Intel plans to beat AMD’s and Nvidia’s graphics chips at High Performance Computing (HPC) with the Larrabee, but under a new name. At the Supercomputer Conference ISC’10, server boss Kirk Skaugen explained that the ex-Larrabee is now sailing under the flag of the “Many Integrated Core” (MIC) architecture. A 32-nm version named Aubrey Isle will be released as a developer sample with 32 cores, 8 MB of shared cache and a clock speed of 1.2 GHz. Thanks to quad hyperthreading each chip handles 128 threads in quasi-parallel. Apart from wafers with Aubrey Isles, Skaugen also presented the coprocessor card Knights Ferry, which Intel is already delivering to selected developers such as those at CERN. He also had first benchmark results, but only for single precision. For the important part of the Linpack benchmark, LU, Skaugen showily pushed the value to 517 gigaflops; the competition supposedly gets up to 360 gigaflops. The mass production of a 22-nm MIC chip with more than 50 cores named Knights Corner is planned for some time 2010/2011.
At the Forschungszentrum Jülich (a research center in Jülich, Germany), Intel has worked with the middle-ware company Partec to found the ExaCluster Laboratory to develop cluster technologies up to exascale systems.

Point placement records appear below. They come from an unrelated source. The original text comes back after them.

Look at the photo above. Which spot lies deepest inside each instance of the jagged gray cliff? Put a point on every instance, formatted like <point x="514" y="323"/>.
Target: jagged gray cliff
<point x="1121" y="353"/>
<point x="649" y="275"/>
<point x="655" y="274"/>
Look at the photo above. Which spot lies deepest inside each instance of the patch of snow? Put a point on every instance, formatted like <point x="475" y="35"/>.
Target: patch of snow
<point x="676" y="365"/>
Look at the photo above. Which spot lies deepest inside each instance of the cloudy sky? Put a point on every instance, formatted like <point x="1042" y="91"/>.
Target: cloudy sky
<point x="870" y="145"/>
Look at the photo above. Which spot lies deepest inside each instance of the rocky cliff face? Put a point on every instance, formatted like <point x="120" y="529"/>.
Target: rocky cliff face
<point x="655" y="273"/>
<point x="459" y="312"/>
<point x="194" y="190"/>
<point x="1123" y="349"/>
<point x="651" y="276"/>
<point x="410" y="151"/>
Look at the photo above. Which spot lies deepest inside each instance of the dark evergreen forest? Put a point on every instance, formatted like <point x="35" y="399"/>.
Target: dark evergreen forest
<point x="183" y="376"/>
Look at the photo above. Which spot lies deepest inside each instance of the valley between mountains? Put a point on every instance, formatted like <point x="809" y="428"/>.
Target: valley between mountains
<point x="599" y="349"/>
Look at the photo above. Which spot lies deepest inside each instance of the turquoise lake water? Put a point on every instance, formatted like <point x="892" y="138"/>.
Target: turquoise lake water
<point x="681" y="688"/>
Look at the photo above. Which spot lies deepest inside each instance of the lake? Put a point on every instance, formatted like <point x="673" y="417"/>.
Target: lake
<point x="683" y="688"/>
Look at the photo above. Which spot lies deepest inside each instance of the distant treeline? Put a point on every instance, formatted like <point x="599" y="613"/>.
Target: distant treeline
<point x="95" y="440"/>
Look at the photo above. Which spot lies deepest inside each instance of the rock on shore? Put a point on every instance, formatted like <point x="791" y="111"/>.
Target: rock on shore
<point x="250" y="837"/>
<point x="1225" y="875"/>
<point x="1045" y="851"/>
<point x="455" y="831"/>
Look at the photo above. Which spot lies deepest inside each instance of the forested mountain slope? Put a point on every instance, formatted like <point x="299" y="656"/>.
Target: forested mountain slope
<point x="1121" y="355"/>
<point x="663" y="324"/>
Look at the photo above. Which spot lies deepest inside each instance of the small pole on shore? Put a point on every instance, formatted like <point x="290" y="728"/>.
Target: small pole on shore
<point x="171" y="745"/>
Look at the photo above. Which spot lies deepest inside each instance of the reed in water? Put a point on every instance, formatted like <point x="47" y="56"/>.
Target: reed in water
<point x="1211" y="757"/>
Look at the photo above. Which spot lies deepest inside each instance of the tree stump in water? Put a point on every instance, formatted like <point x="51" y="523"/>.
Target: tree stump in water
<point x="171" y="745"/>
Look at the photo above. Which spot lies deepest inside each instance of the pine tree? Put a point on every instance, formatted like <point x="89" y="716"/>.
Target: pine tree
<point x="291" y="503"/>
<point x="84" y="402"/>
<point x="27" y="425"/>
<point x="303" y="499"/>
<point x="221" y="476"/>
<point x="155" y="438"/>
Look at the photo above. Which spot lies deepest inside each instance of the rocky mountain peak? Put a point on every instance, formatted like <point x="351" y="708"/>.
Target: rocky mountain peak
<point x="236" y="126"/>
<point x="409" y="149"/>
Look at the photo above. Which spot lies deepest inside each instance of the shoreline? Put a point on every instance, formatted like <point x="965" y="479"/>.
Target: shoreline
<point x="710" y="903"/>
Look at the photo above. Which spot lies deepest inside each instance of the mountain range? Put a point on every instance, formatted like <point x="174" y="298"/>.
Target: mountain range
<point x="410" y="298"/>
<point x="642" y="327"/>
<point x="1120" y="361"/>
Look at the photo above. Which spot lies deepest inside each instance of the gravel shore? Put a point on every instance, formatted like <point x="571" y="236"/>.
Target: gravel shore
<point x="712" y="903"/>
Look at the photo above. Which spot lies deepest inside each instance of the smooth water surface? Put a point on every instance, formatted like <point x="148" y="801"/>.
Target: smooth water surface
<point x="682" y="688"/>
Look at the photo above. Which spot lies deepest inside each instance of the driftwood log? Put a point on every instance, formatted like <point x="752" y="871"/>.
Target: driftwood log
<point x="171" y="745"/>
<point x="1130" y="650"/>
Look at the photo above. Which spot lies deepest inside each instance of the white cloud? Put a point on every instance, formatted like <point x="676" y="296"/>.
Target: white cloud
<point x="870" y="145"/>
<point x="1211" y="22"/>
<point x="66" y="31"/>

Bull is building the supercomputer TERA 100 with 18,000 Nehalem-EX processors, which is supposed to deliver more than 1 petaflop. HP and the Tokio Institute of Technology plan to equip the Tsubame 2.0 with really big nodes by October: two Westmere Xeons each, plus three Nvidia Tesla C2050 cards. The 1400 nodes are estimated to amount to a theoretical 2.4 petaflops – they are hoping for 1.5 petaflops Linpack performance.
A Wave of Tablets
The monster wave of tablets triggered by the launch of the iPad reached Taipei in the beginning of June at the Computex computer fair. On the day before the start of Computex, Asus (Eee Pad, Eee Tablet) and MSI (WindPad 100 with Intel Atom, 110 with Nvidia Tegra 2) started the tablet tide and VIA showed off Chinese low-budget tablets with Android 1.6 and the rather slow ARM-SoC of its subsidiary Wondermedia. Amtek has designed tablets with the following processors: Freescale/ARM CPU, Nvidia Tegra 2, Atom and CULV Celeron. The One Laptop Per Child Association (OLPC) intends to launch its first tablet before the new XO-3 is released in 2012. Its tablet called Moby is slated for early 2011 and will be based on the Marvell reference design with a 1GHz ARM CPU. Meanwhile, Qualcomm has announced the first dual-core Snapdragon and Intel has countered with the Moorestown version Oak Trail (specifically designed for tablets) in 2011. Intel will roll out DDR3 and dual-core Atoms before then.
Many ARM tablets use Android, but developers will probably have to wait for Android 3 to be able to make suitable software for those devices with displays that are bigger than smartphone displays. Nvidia boss Jen-Hsun Huang expects Android 3 to support the wider tablet applications of his Tegra 2 – unfortunately he didn’t say if the latter is the “Gingerbread” Android expected toward the end of 2010 or if we’ll have to wait longer.
The Intel chipsets P67 and H67 (Cougar Point) for LGA1155 motherboards were also on display at Computex. Asrock, Biostar and other companies' exhibits confirmed our speculation from our last issue: no integrated USB 3.0 adapter, but PCI Express 2.0 – and slowly but surely it’s “farewell PCI”.